Siamo davvero in una nuova Guerra fredda, con le potenze del capitalismo autoritario? All’epoca dell’Unione sovietica, i due sistemi ideologici contrapposti si traducevano anche in due sistemi economici, e sociali, alternativi. Oggi, sebbene ci siano ovviamente differenze profonde di tipo politico e valoriale, il sistema economico è in sostanza lo stesso. Intendiamoci, per questo la contesa finora è stata anche meno acuta: i due blocchi cooperano fra di loro, si scambiano informazioni, e merci e capitali, molto più di quanto non accadesse ai tempi della Guerra fredda.
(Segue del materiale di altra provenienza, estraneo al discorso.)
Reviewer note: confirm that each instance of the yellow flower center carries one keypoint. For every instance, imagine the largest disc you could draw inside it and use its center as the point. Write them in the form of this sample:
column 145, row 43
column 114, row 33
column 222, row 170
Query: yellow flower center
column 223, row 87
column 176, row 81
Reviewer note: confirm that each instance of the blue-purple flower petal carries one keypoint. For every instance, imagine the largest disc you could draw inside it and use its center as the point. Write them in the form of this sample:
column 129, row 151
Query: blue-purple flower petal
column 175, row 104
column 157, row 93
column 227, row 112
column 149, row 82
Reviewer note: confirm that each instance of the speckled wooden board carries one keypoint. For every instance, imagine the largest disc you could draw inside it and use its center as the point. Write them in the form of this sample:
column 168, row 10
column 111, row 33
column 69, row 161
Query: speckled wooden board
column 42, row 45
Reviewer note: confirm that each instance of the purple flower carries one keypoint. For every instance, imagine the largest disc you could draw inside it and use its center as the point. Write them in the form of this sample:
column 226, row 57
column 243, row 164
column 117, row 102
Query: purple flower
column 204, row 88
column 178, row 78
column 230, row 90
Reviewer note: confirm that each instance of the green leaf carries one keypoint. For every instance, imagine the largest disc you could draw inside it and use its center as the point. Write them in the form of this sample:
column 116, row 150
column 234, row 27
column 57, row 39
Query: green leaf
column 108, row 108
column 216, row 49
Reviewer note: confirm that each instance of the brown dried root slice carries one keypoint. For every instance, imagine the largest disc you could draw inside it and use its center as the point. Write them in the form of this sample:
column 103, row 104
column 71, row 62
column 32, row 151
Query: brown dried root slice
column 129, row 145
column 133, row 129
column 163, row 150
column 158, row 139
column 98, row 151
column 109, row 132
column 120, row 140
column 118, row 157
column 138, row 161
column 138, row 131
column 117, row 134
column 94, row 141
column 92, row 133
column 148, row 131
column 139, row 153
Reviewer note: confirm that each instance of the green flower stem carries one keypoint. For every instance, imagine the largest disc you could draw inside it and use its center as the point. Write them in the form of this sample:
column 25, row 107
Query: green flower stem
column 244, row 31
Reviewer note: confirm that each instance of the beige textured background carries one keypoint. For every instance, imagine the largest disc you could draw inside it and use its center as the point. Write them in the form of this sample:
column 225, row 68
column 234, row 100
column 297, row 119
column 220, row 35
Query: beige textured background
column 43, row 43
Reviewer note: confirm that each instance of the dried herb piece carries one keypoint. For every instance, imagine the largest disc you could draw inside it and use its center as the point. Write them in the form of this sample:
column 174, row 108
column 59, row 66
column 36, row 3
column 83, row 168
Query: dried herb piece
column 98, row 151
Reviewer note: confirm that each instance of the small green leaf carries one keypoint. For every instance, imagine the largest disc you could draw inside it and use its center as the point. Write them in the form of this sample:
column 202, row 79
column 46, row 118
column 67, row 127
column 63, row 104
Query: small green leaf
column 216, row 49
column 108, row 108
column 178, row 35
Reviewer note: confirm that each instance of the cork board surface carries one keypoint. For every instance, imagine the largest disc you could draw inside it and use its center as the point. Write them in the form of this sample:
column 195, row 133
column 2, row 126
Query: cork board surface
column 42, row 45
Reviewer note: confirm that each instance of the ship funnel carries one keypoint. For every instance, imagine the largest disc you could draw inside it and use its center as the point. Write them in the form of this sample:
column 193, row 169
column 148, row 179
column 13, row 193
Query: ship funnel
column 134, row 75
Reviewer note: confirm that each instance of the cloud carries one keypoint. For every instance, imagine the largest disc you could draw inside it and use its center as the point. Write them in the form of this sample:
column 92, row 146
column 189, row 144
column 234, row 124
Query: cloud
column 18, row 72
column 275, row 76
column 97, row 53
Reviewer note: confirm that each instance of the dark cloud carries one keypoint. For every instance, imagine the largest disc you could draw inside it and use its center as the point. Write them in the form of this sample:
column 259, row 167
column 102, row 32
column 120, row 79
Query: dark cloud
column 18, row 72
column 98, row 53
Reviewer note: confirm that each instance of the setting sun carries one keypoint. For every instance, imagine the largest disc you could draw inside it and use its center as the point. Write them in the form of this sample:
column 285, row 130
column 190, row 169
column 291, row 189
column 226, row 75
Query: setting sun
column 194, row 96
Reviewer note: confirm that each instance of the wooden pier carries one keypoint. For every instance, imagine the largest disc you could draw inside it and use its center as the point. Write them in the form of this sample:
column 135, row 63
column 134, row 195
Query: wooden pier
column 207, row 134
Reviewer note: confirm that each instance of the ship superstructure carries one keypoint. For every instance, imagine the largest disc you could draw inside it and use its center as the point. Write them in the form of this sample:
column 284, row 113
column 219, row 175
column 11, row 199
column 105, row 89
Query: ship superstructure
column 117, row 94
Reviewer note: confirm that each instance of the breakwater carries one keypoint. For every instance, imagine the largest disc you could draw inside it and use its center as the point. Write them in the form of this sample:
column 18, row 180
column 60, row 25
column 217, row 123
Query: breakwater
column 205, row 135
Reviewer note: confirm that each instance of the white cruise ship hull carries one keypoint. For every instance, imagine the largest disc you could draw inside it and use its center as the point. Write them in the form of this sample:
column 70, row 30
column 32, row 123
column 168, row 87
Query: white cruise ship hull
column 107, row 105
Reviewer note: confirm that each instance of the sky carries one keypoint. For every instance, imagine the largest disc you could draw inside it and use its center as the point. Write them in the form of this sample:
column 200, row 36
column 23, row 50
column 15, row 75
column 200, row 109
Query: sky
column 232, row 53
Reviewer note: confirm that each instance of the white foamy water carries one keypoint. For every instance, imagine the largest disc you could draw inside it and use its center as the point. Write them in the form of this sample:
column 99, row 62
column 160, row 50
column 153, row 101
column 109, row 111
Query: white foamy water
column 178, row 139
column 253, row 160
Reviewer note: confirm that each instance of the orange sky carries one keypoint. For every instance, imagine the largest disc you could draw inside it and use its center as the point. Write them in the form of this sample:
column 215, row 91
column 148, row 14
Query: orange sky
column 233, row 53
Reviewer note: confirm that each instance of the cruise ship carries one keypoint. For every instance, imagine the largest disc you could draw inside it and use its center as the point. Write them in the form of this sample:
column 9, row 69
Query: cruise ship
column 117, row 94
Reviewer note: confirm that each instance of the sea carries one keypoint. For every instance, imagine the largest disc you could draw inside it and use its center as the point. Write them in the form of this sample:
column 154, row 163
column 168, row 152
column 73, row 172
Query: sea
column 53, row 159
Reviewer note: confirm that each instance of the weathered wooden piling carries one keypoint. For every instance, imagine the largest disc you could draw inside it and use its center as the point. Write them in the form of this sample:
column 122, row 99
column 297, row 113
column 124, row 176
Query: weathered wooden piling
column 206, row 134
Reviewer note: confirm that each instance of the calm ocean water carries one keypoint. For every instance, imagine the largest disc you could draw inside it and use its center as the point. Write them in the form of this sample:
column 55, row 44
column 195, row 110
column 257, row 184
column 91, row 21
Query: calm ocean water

Tuttavia, il fatto che oggi ci si misuri in sostanza all’interno di un unico sistema economico ha anche un’implicazione assai meno rassicurante, per noi. La Guerra fredda fu vinta perché il blocco comunista, pure al netto di qualche slancio iniziale, perse platealmente la competizione economica con il modello capitalista.
Le economie pianificate erano meno efficienti e meno innovative di quelle di mercato. Oggi la situazione è molto diversa. In entrambi i casi abbiamo economie capitaliste di mercato, con più o meno intervento pubblico. Ambedue i «modelli» sanno produrre innovazione.
Entrambi rivendicano una valida promessa di prosperità, per i loro cittadini: un orizzonte di benessere materiale, cui noi aggiungiamo (in teoria) anche i diritti dell’uomo, complessivamente intesi; i regimi del capitalismo autoritario vi aggiungono (e sempre in teoria) la retorica della sicurezza, privata e nazionale.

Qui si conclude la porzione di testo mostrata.